INVESTMENTS, RISKS AND
PERFORMANCE
Principal Investment Strategies
. We look for investments that we think will increase in value over time. We seek to achieve our objective through investment in equity and equity-related securities of foreign (non-U.S.
based) companies. Under normal circumstances, we invest at least 80% of the Fund’s investable assets (net assets plus borrowings made for investment purposes) in common stock and preferred stock of foreign
companies. The Fund will provide 60 days’ prior written notice to shareholders of a change in this non-fundamental policy. We may invest anywhere in the world, including North America, Western Europe, the United
Kingdom and the Pacific Basin, but generally not in the U.S. We invest in securities of the issuers of any market capitalization size.
We manage a portfolio that includes
both growth and value stocks and seeks to outperform the general international equity market. Under our core equity style of investing, selection of securities for the Fund’s portfolio will utilize a combination
of active stock selection and risk management based on a number of different factors and criteria, including growth potential, valuation, liquidity and investment risk. The Fund may invest a large portion of its
assets in a single country or region.
While we make every effort to
achieve our objective, we can’t guarantee success.

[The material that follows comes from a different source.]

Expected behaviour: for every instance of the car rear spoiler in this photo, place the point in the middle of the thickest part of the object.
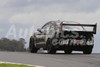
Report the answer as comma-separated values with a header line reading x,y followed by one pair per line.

Principal Risks of Investing in the
Fund.
All investments have risks to some degree. Please remember that an investment in the Fund is not guaranteed to achieve its investment objective; is not a deposit with a bank; is not
insured, endorsed or guaranteed by the Federal Deposit Insurance Corporation or any other government agency; and is subject to investment risks, including possible loss of your original investment.
Emerging Markets Risk.
The risks of non-U.S. investments are greater for investments in emerging markets. Emerging market countries typically have economic and political systems that are less fully developed,
and can be expected to be less stable, than those of more developed countries. For example, the economies of such countries can be subject to rapid and unpredictable rates of inflation or deflation. Low trading
volumes may result in a lack of liquidity and price volatility. Emerging market countries may have policies that restrict investment by foreigners, or that prevent foreign investors from withdrawing their money at
will.
Market Events.
The global financial crisis that began in 2008 has caused a significant decline in the value and liquidity of many securities and unprecedented volatility in the markets. In response to
the crisis, the U.S. government and the Federal Reserve, as well as certain foreign governments and their central banks have taken steps to support financial markets, including keeping interest rates low. The
withdrawal of this support, failure of efforts in response to the crisis, or investor perception that such efforts are not succeeding could negatively affect financial markets generally as well as the value and
liquidity of certain securities.
This environment could make
identifying investment risks and opportunities especially difficult for the subadviser, and whether or not the Fund invests in securities of issuers located in or with significant exposure to countries experiencing
economic and financial difficulties, the value and liquidity of the Fund’s investments may be negatively affected. In addition, policy and legislative changes in the United States and other countries are
changing many aspects of financial regulation. The impact of these changes on the markets, and the practical implications for market participants, may not be fully known for some time.
Risk of Increase in Expenses.
Your actual cost of investing in the Fund may be higher than the expenses shown in the expense table for a variety of reasons. For example, expense ratios may be higher than those shown if
average net assets decrease. Net assets are more likely to decrease and Fund expense ratios are more likely to increase when markets are volatile.
Equity and Equity-Related Securities
Risks.
The value of a particular security could go down and you could lose money. In addition to an individual security losing value, the value of the equity markets or a sector in which the Fund
invests could go down. The Fund's holdings can vary significantly from broad market indexes and the performance of the Fund can deviate from the performance of these indexes. Different parts of a market can react
differently to adverse issuer, market, regulatory, political and economic developments.
The Fund may invest in companies
that reinvest their earnings rather than distribute them to shareholders. To the extent the Fund does invest in such companies, the Fund is not likely to receive significant dividend income on its portfolio
securities.
Foreign Securities Risk.
The Fund’s investments in securities of foreign issuers or issuers with significant exposure to foreign markets involve additional risk. Foreign countries in which the Fund may
invest may have markets that are less liquid, less regulated and more volatile than U.S. markets. The value of the Fund’s investments may decline because of factors affecting the particular issuer as well as
foreign markets and issuers generally, such as unfavorable government actions, and political or financial instability. Lack of information may also affect the value of these securities.
The Fund may invest in the
securities of foreign issuers in the form of Depositary Receipts or other securities convertible into securities of foreign issuers. The Fund may invest in unsponsored Depositary Receipts. The issuers of unsponsored
Depositary Receipts are not obligated to disclose material information in the United States and, therefore, there may be less information available regarding such issuers and there may not be a correlation between
such information and the market value of the Depositary Receipts.